In contrast, design critics say the new CCTV building by Dutch master Rem Koolhaas has "humiliated the Chinese" by its irreverent resemblance to a pair of boxer shorts, and its exorbitant price tag of five billion yuan ($783.80 million).
"China is not so rich that we do not need to count the cost. We need real and practical solutions," says Wu. "I hope none of my students will ever propose such irresponsible designs for a developing country."
Some Chinese architects have heeded the clarion call to rediscover traditional architecture influences.
Liu Xiaodu of Urbanus Architects created an urban tulou (earth fortress) in Guangzhou, modeled after the circular fortified structures built by the Hakka people in Yongding, in neighboring Fujian province.
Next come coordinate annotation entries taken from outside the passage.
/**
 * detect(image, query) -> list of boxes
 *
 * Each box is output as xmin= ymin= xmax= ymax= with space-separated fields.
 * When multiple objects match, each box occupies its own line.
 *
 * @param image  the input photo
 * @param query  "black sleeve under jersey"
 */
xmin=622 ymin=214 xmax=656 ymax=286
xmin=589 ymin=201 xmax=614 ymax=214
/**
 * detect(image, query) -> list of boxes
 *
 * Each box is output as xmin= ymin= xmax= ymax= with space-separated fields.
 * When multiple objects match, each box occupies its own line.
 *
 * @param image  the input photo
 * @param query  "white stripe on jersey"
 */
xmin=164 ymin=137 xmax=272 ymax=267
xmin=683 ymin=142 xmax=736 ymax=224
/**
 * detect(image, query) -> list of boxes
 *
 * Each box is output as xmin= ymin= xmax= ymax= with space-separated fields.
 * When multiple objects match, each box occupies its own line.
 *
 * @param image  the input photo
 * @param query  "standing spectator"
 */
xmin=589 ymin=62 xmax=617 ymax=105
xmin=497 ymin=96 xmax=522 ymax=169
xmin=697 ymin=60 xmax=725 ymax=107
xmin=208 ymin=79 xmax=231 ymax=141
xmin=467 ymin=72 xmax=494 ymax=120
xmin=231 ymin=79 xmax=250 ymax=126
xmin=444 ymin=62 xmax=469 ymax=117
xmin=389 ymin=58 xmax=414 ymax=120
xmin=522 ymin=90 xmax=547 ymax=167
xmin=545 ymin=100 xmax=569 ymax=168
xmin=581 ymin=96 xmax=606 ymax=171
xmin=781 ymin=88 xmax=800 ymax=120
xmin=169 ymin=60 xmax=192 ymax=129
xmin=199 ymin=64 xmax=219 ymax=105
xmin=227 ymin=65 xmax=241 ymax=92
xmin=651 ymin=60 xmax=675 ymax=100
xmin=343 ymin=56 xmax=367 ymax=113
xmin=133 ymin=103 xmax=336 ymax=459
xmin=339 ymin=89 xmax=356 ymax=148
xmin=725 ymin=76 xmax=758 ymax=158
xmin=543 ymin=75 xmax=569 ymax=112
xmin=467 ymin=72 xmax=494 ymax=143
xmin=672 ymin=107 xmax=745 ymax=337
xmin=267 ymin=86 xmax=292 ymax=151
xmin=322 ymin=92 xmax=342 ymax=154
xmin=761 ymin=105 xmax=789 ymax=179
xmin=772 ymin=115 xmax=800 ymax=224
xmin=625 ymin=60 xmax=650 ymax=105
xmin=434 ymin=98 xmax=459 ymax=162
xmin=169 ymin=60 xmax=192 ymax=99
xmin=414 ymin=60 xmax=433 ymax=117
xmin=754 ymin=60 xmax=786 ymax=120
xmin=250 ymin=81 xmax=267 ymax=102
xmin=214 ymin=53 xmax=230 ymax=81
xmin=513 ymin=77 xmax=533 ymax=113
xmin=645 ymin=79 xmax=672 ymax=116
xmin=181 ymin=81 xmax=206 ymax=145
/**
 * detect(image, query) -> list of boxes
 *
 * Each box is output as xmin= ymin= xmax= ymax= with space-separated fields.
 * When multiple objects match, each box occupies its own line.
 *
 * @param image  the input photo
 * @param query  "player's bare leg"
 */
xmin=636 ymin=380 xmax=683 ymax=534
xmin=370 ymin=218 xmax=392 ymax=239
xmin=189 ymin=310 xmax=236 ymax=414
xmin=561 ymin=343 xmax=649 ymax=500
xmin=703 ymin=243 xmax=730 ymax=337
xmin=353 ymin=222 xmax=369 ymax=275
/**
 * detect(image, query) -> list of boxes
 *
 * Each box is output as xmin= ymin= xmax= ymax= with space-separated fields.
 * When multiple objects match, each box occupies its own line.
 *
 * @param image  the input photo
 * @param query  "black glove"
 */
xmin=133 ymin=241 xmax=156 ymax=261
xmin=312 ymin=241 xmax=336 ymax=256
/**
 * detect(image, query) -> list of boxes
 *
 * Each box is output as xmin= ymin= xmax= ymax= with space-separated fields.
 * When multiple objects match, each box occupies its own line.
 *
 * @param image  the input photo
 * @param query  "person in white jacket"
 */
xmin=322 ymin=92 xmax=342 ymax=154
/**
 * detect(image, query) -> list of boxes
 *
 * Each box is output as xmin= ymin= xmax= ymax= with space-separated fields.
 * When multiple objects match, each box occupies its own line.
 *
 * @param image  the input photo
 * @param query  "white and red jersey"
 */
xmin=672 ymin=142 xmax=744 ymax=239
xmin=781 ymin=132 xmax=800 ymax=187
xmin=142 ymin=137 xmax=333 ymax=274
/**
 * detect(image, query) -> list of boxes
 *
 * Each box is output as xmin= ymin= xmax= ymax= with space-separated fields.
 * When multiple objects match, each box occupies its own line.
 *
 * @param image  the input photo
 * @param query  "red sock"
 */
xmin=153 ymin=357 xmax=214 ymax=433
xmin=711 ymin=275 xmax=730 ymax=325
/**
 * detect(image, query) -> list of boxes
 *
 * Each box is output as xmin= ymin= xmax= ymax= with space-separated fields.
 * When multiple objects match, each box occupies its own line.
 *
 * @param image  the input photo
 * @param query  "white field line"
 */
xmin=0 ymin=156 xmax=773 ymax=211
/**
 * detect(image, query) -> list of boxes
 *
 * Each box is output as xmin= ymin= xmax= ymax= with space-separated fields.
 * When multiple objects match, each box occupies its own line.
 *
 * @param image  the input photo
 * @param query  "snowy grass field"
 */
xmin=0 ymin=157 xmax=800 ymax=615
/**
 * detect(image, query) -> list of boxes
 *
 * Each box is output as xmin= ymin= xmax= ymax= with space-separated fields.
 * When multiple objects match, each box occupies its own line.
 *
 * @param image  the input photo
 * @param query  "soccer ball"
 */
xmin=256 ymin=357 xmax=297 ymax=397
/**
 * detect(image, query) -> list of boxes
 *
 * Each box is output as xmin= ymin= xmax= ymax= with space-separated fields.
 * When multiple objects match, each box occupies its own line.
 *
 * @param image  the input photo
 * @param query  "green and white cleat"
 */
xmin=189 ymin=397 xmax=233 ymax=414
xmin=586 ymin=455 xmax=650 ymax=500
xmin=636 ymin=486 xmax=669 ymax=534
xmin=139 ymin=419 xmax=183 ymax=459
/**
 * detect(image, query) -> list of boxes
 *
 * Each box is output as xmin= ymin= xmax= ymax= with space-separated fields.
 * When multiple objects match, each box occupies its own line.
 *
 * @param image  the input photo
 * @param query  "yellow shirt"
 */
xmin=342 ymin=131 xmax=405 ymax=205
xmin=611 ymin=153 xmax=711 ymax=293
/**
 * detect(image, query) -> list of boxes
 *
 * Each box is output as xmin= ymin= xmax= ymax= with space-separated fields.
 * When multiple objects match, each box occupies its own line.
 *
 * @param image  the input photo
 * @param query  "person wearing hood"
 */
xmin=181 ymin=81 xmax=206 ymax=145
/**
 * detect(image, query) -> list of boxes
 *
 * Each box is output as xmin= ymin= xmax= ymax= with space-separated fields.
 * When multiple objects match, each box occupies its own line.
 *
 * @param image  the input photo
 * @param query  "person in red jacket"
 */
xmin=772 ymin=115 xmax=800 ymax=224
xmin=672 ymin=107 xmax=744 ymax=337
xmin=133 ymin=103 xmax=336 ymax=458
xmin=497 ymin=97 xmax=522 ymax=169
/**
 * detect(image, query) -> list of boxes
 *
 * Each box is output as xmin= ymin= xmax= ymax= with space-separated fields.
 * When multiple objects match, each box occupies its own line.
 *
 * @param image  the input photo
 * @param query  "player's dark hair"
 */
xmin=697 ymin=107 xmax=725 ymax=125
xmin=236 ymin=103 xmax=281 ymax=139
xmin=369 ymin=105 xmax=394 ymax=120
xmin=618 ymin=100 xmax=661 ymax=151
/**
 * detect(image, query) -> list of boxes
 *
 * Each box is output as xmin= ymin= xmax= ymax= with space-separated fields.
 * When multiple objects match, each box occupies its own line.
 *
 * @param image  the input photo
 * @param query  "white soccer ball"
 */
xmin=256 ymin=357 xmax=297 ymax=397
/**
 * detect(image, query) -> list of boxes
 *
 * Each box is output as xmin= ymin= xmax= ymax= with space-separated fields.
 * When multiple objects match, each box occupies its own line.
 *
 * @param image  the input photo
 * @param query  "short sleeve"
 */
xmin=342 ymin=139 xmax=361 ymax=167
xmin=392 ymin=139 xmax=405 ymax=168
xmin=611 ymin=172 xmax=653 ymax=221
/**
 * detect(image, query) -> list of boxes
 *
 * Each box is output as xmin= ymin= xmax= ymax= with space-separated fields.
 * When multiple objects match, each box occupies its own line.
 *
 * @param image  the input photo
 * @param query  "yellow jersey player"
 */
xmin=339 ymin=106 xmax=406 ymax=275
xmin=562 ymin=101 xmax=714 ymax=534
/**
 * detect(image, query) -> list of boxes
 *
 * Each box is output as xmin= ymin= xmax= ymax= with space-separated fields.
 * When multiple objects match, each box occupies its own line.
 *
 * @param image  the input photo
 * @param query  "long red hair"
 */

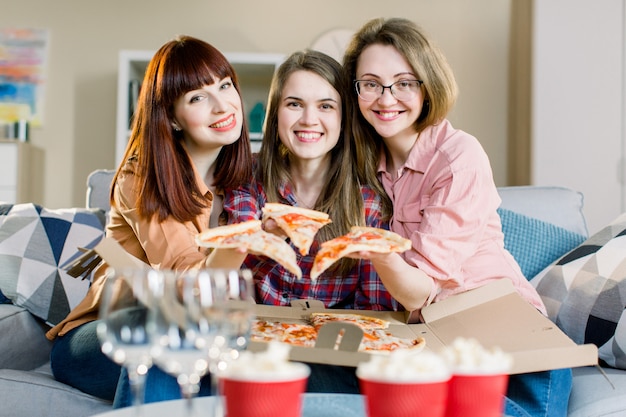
xmin=111 ymin=36 xmax=252 ymax=222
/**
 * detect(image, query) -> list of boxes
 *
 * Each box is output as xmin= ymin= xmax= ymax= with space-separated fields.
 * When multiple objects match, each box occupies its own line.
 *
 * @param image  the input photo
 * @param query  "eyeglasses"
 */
xmin=354 ymin=80 xmax=424 ymax=101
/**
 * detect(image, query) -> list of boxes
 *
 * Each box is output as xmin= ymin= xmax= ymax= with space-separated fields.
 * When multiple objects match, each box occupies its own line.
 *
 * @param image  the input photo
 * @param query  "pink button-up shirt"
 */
xmin=378 ymin=120 xmax=546 ymax=314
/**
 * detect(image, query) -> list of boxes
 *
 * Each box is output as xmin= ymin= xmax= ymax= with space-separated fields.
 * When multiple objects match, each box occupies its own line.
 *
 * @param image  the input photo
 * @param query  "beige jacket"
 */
xmin=46 ymin=160 xmax=213 ymax=340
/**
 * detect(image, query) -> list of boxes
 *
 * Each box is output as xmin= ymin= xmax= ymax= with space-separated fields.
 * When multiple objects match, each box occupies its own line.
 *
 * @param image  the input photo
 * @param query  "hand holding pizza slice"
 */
xmin=262 ymin=203 xmax=331 ymax=256
xmin=311 ymin=226 xmax=411 ymax=280
xmin=196 ymin=220 xmax=302 ymax=279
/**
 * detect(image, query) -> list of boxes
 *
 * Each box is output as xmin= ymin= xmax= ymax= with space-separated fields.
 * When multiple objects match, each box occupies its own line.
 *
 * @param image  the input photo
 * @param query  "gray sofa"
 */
xmin=0 ymin=171 xmax=626 ymax=417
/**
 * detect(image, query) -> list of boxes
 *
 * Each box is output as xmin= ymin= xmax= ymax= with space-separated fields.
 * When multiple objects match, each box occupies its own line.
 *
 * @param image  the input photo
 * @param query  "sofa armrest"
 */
xmin=0 ymin=304 xmax=52 ymax=370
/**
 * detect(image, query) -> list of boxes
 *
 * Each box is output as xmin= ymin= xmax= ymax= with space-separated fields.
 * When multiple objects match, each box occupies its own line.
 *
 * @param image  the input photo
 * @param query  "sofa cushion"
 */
xmin=567 ymin=366 xmax=626 ymax=417
xmin=0 ymin=369 xmax=112 ymax=417
xmin=0 ymin=304 xmax=52 ymax=370
xmin=531 ymin=213 xmax=626 ymax=369
xmin=0 ymin=203 xmax=105 ymax=325
xmin=498 ymin=208 xmax=585 ymax=279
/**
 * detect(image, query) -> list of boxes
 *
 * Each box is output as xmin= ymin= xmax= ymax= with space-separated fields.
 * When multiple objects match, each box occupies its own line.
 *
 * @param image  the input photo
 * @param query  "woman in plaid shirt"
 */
xmin=224 ymin=51 xmax=399 ymax=310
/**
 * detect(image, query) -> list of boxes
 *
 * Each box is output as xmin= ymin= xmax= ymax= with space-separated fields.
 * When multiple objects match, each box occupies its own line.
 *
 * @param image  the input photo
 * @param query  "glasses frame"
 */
xmin=354 ymin=80 xmax=424 ymax=102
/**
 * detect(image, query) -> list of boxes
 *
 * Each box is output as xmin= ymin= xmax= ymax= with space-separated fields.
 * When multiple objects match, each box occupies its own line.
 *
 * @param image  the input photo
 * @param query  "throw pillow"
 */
xmin=498 ymin=208 xmax=585 ymax=280
xmin=0 ymin=203 xmax=105 ymax=325
xmin=531 ymin=213 xmax=626 ymax=369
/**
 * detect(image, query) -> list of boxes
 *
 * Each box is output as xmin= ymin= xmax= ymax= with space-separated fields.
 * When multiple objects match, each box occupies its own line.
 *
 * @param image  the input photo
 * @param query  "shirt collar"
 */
xmin=378 ymin=125 xmax=439 ymax=174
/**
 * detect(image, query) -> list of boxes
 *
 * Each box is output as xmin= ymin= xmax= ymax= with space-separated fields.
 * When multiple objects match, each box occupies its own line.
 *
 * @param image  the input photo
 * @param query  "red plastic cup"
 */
xmin=359 ymin=378 xmax=448 ymax=417
xmin=446 ymin=374 xmax=509 ymax=417
xmin=220 ymin=364 xmax=310 ymax=417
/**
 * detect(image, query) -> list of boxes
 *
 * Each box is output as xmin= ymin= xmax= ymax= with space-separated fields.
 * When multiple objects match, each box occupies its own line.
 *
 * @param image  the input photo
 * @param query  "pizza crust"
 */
xmin=262 ymin=203 xmax=331 ymax=256
xmin=250 ymin=312 xmax=426 ymax=354
xmin=196 ymin=220 xmax=302 ymax=279
xmin=311 ymin=226 xmax=411 ymax=280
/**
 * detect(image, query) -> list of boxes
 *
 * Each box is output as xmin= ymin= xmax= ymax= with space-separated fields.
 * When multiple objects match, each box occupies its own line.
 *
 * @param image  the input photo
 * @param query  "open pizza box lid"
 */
xmin=249 ymin=280 xmax=598 ymax=374
xmin=94 ymin=238 xmax=598 ymax=374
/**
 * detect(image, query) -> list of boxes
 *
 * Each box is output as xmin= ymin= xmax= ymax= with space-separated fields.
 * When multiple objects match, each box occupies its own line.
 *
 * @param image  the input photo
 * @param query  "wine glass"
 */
xmin=201 ymin=269 xmax=255 ymax=417
xmin=97 ymin=268 xmax=163 ymax=415
xmin=154 ymin=269 xmax=254 ymax=415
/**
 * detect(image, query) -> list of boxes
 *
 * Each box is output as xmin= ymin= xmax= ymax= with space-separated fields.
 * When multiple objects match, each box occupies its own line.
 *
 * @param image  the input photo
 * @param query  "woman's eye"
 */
xmin=220 ymin=80 xmax=233 ymax=90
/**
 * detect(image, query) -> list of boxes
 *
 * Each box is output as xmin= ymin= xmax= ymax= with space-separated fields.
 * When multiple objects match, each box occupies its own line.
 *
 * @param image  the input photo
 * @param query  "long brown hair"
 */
xmin=343 ymin=18 xmax=458 ymax=214
xmin=111 ymin=36 xmax=252 ymax=222
xmin=256 ymin=50 xmax=365 ymax=271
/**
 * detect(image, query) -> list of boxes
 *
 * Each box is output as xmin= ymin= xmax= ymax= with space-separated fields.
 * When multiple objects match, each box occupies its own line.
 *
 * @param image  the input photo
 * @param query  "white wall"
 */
xmin=531 ymin=0 xmax=626 ymax=233
xmin=0 ymin=0 xmax=511 ymax=207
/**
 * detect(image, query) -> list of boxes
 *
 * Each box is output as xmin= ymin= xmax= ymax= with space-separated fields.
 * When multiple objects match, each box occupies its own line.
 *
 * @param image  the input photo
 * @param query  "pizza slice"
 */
xmin=311 ymin=226 xmax=411 ymax=279
xmin=310 ymin=312 xmax=389 ymax=330
xmin=262 ymin=203 xmax=331 ymax=256
xmin=359 ymin=329 xmax=426 ymax=353
xmin=250 ymin=320 xmax=317 ymax=347
xmin=196 ymin=220 xmax=302 ymax=279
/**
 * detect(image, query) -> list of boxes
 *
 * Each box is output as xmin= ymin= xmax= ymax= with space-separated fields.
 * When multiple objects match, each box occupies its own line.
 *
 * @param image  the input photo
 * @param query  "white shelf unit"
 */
xmin=0 ymin=139 xmax=43 ymax=204
xmin=115 ymin=50 xmax=285 ymax=164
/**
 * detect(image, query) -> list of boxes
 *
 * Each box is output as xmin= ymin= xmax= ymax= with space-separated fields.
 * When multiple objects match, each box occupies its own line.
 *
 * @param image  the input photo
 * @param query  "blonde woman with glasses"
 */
xmin=344 ymin=18 xmax=571 ymax=417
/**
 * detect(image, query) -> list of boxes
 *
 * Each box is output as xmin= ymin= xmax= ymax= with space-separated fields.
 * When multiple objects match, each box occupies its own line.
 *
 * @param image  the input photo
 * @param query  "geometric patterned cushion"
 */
xmin=498 ymin=208 xmax=585 ymax=280
xmin=531 ymin=213 xmax=626 ymax=369
xmin=0 ymin=203 xmax=105 ymax=325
The high-rise Jin Mao Tower in Shanghai draws inspiration from Suzhou architecture.

His work successfully addressed how the old vernacular can provide inspiration for modern low income housing that has a strong communal focus, and improves the lives of migrants in urban enclaves in China today.
Wu Xuefu, a professor of design at the Communications University of China, has been traveling with his students all over the country, taking pictures of traditional Chinese residences, and researching and defining Chinese-style aesthetics.
"We believe it is time for China to stop worshipping foreign things and to 'export' the best we have to the world. But first, we need to know ourselves better."
But in the midst of nationalistic indignation, there is also the other side of the coin. Foreign architects bring maturity of experience and technology. The so-called "foreign invasion" also instigates local talents to take a good look at what they can offer.
Wang Shu, professor of architecture at the China Central Academy of Fine Arts (CAFA), succeeded in wresting the design of the Ningbo Museum from GMP Architects from Germany years ago.
"In the past, Chinese architects did not have the confidence to take up big projects like museums and performing centers. By cooperating with foreign partners, we have taken a big step forward. It is good to have competition so we can grow and look for our own distinctive characteristics," Wang says.
While building design as a profession has existed for more than 500 years in the West, it has a relatively short history of a mere 30 years in China.
In Asia, we can perhaps look toward Japan, where western-style architecture arrived during the Meiji Restoration of the late 1860s and changed the physical landscape. Although the Meiji rulers began to use Western architects, Japan was careful to keep its culture and strived to preserve that in its modern construction. That paved the way for generations of exceptional Japanese architects such as Kenzo Tange, Kisho Kurukawa, Tadao Ando, Toyo Itob and Kazuyo Sejima.
Wang is optimistic Chinese architects, too, will take their place in international building design, although there is a lot of ground to till. First, there is the age-old question of the education system.
Wang says it is good to see architectural faculties attract more students in recent years, "but increasing the number is not enough, we need to set up our own aesthetic system and educational methods".
In his classes at the CAFA, Wang emphasizes the importance of Chinese calligraphy as well as Western drawing techniques. His explanation is that "through calligraphy we grasp the Chinese way of perceiving and manipulating space and form".
He has also called for the government to set up a system of fair competition to allow domestic and foreign design firms equal opportunities.
"Renowned architectural studios from abroad are favored. China cannot cultivate its own talents if such preferences are not abandoned." And finally, Wang says, the media should stop highlighting odd-looking buildings and give them publicity and attention.